The platform abruptly halted its Gemini Earn program in November, “effectively wiping out” investors who still had holdings, according to a court filing.
Crypto exchange Gemini is being sued by investors over the sale of interest-earning crypto products, court filings from Tuesday show.
Investors Brendan Picha and Max J. Hastings filed a class action lawsuit on behalf of themselves and “others similarly situated,” with the U.S. Southern District Court of New York. They are seeking a trial by jury, according to the complaint.
Picha and Hastings say Gemini’s Earn program – which offered interest of up to 7.4% to customers for lending their crypto assets – didn’t register those assets as securities in accordance with U.S. securities law. The filing says Gemini abruptly halted the program around Nov. 16 after crypto exchange FTX filed for bankruptcy and contagion from its fall caused a liquidity crisis at Genesis Trading, which functioned as Gemini’s borrower.
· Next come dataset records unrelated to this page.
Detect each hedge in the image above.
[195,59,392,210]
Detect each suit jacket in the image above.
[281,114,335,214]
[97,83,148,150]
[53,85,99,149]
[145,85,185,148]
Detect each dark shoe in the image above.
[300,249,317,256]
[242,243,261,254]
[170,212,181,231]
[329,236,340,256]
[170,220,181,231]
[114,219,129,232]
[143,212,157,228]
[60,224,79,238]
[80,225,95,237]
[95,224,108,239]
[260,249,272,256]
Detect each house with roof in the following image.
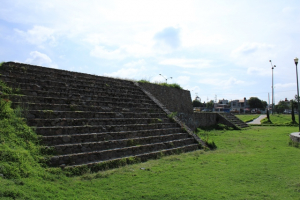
[230,97,250,113]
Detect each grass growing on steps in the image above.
[0,126,300,200]
[0,82,43,178]
[138,79,183,90]
[261,114,298,126]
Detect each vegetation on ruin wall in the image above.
[0,62,300,199]
[235,114,260,122]
[138,79,183,90]
[0,122,300,199]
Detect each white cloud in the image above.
[159,58,211,69]
[124,59,146,67]
[174,76,191,86]
[198,77,246,88]
[231,42,274,57]
[247,66,271,76]
[14,26,56,48]
[25,51,58,68]
[274,83,297,90]
[104,67,147,79]
[90,46,127,60]
[182,27,225,48]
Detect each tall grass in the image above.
[138,79,183,90]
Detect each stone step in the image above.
[0,63,133,86]
[6,81,145,97]
[12,102,162,113]
[26,110,167,119]
[35,123,179,136]
[51,133,189,155]
[27,117,171,127]
[0,74,140,94]
[21,89,149,100]
[7,95,158,107]
[41,127,182,146]
[49,138,198,166]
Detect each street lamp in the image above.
[294,57,300,132]
[159,74,172,83]
[269,60,276,115]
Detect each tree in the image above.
[267,109,271,122]
[275,101,290,113]
[206,100,214,108]
[261,101,268,109]
[291,100,296,123]
[293,95,300,110]
[193,99,203,107]
[247,97,266,109]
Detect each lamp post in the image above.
[294,57,300,132]
[269,60,276,115]
[159,74,172,83]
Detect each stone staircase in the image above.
[0,62,201,167]
[219,113,249,129]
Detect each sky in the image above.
[0,0,300,103]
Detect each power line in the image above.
[198,90,295,96]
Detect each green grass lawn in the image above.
[261,114,298,125]
[0,126,300,199]
[235,114,260,122]
[0,81,300,200]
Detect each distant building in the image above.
[230,97,250,113]
[214,99,230,112]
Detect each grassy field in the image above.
[0,126,300,199]
[0,78,300,200]
[235,114,260,122]
[261,114,298,125]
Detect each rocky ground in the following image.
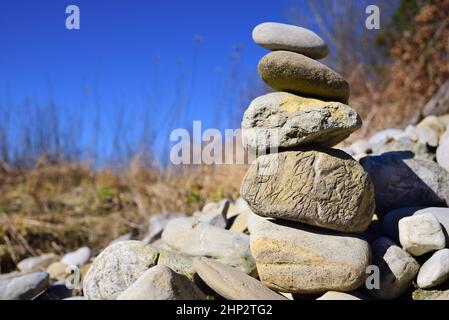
[0,23,449,300]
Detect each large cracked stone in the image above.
[360,151,449,214]
[240,149,375,232]
[251,218,371,294]
[242,92,362,150]
[258,51,349,103]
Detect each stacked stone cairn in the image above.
[241,23,375,294]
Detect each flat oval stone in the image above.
[417,249,449,289]
[258,51,349,103]
[240,149,375,232]
[193,258,286,300]
[368,237,419,300]
[253,22,329,59]
[83,240,159,300]
[251,219,371,294]
[242,92,362,150]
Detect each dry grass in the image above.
[0,158,246,272]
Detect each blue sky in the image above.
[0,0,314,165]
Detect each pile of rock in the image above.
[241,23,375,294]
[0,23,449,300]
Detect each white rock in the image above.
[142,213,186,243]
[399,213,446,256]
[193,199,231,229]
[162,217,254,273]
[117,265,206,300]
[61,247,91,267]
[317,291,362,300]
[17,253,59,272]
[369,237,419,300]
[417,249,449,289]
[83,240,159,300]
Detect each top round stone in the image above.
[253,22,329,59]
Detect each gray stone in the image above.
[61,247,91,267]
[253,22,329,59]
[162,217,254,273]
[399,212,446,256]
[436,129,449,171]
[242,92,362,150]
[2,272,50,300]
[193,258,285,300]
[109,232,132,245]
[317,291,362,301]
[157,250,196,279]
[258,51,349,103]
[369,237,419,300]
[349,140,372,156]
[417,249,449,289]
[377,140,435,160]
[142,212,186,244]
[251,219,371,294]
[360,151,449,214]
[229,211,250,233]
[63,296,89,300]
[412,289,449,300]
[17,253,59,272]
[240,149,375,232]
[117,265,206,300]
[83,240,158,300]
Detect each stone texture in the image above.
[251,219,371,294]
[253,22,329,59]
[117,265,206,300]
[368,129,411,154]
[17,253,59,272]
[242,92,362,150]
[61,247,91,267]
[162,217,254,273]
[240,149,375,232]
[369,237,419,300]
[436,129,449,171]
[142,212,186,244]
[413,289,449,300]
[317,291,362,300]
[157,250,196,279]
[377,140,435,160]
[399,212,446,256]
[417,249,449,289]
[258,51,349,103]
[193,258,285,300]
[360,152,449,214]
[83,240,158,300]
[383,207,449,246]
[47,261,68,280]
[229,211,249,233]
[1,272,49,300]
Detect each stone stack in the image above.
[241,23,375,294]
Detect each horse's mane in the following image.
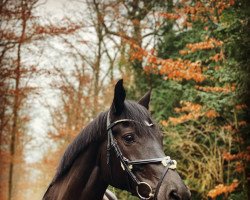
[52,112,107,183]
[51,101,154,185]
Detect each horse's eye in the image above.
[122,134,135,143]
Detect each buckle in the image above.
[136,182,154,200]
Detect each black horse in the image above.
[43,80,191,200]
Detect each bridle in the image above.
[107,112,177,200]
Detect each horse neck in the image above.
[45,144,108,200]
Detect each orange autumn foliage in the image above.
[161,101,219,126]
[195,85,236,93]
[223,152,250,161]
[127,40,205,82]
[159,13,181,20]
[207,180,239,199]
[174,0,235,27]
[179,38,223,54]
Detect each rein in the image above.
[107,112,177,200]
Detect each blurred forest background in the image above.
[0,0,250,200]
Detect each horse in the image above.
[43,79,191,200]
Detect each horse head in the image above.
[98,80,191,200]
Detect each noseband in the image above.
[107,112,177,200]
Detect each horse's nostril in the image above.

Genesis is owned by Digital Currency Group, which is also the parent of CoinDesk.
“When Genesis encountered financial distress as a result of a series of collapses in the crypto market in 2022, including FTX Trading Ltd. (“FTX”), Genesis was unable to return the crypto assets it borrowed from Gemini Earn investors,” the filing said, adding that after the Gemini Earn program was halted, the company “refused to honor any further investor redemptions, effectively wiping out all investors who still had holdings in the program, including Plaintiffs.”
Crypto firms that suffered financial distress following the market downturn and collapse of high profile enterprises like FTX and Terraform Labs from earlier this year are now facing a barrage of lawsuits from investors attempting to recover their losses.
CoinDesk has reached out to Gemini for comment.